Hewitt's journalism career began in 1942 when he landed a job as a copy boy at the New York Herald Tribune. He joined CBS News in 1948 as a director of the first television newscast with Douglas Edwards. He also directed See It Now with Edward R. Murrow. And he was the executive producer of the first half-hour network newscast when the CBS Evening News With Walter Cronkite went from 15 minutes to a half-hour format in 1963.
Hewitt pioneered the use of cue cards for anchors. He was the first to use "supers"-superimposing type on the bottom of the television screen. Hewitt produced and directed the pool coverage for the first televised presidential debates in 1960 between Richard Nixon and John Kennedy. As Joan Ganz Cooney, producer and a co-founder of Sesame Street, put it: "He famously told Mr. Nixon to put on some makeup to look more normal."
But his most enduring achievement remains 60 Minutes. "It is impossible to overstate the significance" of 60 Minutes, said Leslie Moonves, president and CEO of CBS Corp. At CBS, he continued, "There was no better example of what we stood for and what we wanted to stand for. 60 Minutes made us the Tiffany Network."
60 Minutes finished last season at No. 10 on television's top 10 list. And last month's 42nd season opener was its best premiere in four years, attracting nearly 15 million viewers.
Hewitt was the consummate showman, perpetually brimming with ideas, which he apparently shared with anyone within earshot. Moonves recalled that when he arrived at CBS in 1995, he "was honored to be on the Don Hewitt pitch list."
"Kid, I've got a great idea for ya," was Hewitt's refrain for the network's new head of entertainment. And Moonves would hear from Hewitt as often as three times a week. "Then I realized that the security guard and the woman who cleaned the offices at night were also on the Don Hewitt pitch list. God, he was relentless."
Ganz Cooney added that Bill Paley, the legendary founder of CBS, would hide behind his couch when he heard Hewitt storming the halls of CBS.
The memorial included multiple video tributes, including one from Andy Rooney, who was in attendance along with 60 Minutes correspondent emeritus Mike Wallace, 91.
Morley Safer, who worked with Hewitt for more that 40 years, recalled that Hewitt had only one muse: "the seat of his pants." Hewitt liked his segments tight and clear, and they had better pack a punch, explained Safer.

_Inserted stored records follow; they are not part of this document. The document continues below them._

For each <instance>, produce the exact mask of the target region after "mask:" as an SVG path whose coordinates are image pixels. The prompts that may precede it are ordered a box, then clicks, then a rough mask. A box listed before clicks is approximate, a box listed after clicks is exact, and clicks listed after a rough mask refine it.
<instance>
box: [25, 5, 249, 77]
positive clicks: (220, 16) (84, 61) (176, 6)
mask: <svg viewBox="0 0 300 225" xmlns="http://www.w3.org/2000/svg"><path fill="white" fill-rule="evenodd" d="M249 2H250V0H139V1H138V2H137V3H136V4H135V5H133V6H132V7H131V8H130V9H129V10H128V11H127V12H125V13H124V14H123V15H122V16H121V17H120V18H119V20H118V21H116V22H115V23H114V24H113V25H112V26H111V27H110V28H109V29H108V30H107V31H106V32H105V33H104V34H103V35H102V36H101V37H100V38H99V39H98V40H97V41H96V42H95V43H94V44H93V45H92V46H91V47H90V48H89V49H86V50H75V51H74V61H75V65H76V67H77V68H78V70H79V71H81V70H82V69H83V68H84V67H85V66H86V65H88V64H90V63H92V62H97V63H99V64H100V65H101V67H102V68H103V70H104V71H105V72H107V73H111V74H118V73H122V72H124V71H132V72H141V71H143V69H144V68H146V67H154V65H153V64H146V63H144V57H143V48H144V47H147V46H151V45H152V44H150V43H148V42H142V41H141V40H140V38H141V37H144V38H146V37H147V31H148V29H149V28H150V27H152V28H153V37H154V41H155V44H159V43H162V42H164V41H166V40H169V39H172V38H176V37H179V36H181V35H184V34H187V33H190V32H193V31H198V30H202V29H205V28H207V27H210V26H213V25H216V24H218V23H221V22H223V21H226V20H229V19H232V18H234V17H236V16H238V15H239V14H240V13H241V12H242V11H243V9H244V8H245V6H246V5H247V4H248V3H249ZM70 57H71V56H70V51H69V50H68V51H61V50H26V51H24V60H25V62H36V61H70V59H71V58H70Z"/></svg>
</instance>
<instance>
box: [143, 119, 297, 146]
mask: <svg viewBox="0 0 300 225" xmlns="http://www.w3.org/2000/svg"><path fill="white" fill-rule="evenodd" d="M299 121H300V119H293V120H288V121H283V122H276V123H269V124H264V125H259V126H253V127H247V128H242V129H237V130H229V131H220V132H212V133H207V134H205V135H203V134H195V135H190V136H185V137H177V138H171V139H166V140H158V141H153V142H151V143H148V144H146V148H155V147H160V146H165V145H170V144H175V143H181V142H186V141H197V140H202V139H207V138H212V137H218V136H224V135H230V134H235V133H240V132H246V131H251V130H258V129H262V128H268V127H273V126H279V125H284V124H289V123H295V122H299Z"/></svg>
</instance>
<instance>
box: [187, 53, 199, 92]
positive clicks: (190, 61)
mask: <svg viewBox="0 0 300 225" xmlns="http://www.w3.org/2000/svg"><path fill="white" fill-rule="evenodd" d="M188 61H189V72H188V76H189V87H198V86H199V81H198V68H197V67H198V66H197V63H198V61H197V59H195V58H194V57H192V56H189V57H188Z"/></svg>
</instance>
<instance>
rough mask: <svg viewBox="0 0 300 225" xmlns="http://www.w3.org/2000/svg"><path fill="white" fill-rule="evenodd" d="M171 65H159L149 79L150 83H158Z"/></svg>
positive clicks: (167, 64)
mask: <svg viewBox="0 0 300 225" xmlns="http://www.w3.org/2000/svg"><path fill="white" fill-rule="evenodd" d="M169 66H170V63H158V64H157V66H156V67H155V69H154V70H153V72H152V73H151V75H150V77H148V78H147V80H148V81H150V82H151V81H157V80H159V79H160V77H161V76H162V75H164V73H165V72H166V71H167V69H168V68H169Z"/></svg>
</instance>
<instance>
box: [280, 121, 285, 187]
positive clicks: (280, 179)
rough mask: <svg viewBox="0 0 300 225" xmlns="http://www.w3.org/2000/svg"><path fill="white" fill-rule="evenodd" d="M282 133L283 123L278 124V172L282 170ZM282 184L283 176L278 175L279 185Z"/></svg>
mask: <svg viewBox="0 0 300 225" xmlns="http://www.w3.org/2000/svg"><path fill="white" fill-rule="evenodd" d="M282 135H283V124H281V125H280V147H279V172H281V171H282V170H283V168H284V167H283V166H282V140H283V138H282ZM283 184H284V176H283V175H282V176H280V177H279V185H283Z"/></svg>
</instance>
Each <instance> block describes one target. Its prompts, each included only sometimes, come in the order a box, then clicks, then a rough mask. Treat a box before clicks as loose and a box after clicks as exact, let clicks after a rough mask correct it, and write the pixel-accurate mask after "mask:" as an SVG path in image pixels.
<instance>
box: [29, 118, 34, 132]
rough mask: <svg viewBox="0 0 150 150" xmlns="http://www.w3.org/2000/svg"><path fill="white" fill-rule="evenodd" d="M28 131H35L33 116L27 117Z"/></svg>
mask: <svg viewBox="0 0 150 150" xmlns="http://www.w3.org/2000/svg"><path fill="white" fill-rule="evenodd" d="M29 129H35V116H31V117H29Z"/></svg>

"Don liked to boast that he could cut the Lord's Prayer in half and make it better," said Safer. "He had the attention span of a fruit fly on acid."
Hewitt had no patience for bad storytelling. If you showed him a segment he didn't like, he would simply get out of his chair and leave the room. "He had the itchiest ass in history," Safer added.
"He was a fountain of ideas and torrent of hard work," said Alan Alda, who got to know Hewitt during summers in Bridgehampton, N.Y. Retirement was tough on Hewitt, Alda recalled, but it did not stanch the flow of ideas.
"His desk was his head and he never left it," Alda said. "He loved people. He loved being connected to people. He connected to people through stories. He was an unassuming person who accomplished extraordinary things. He never lost touch with humanity, ours or his own."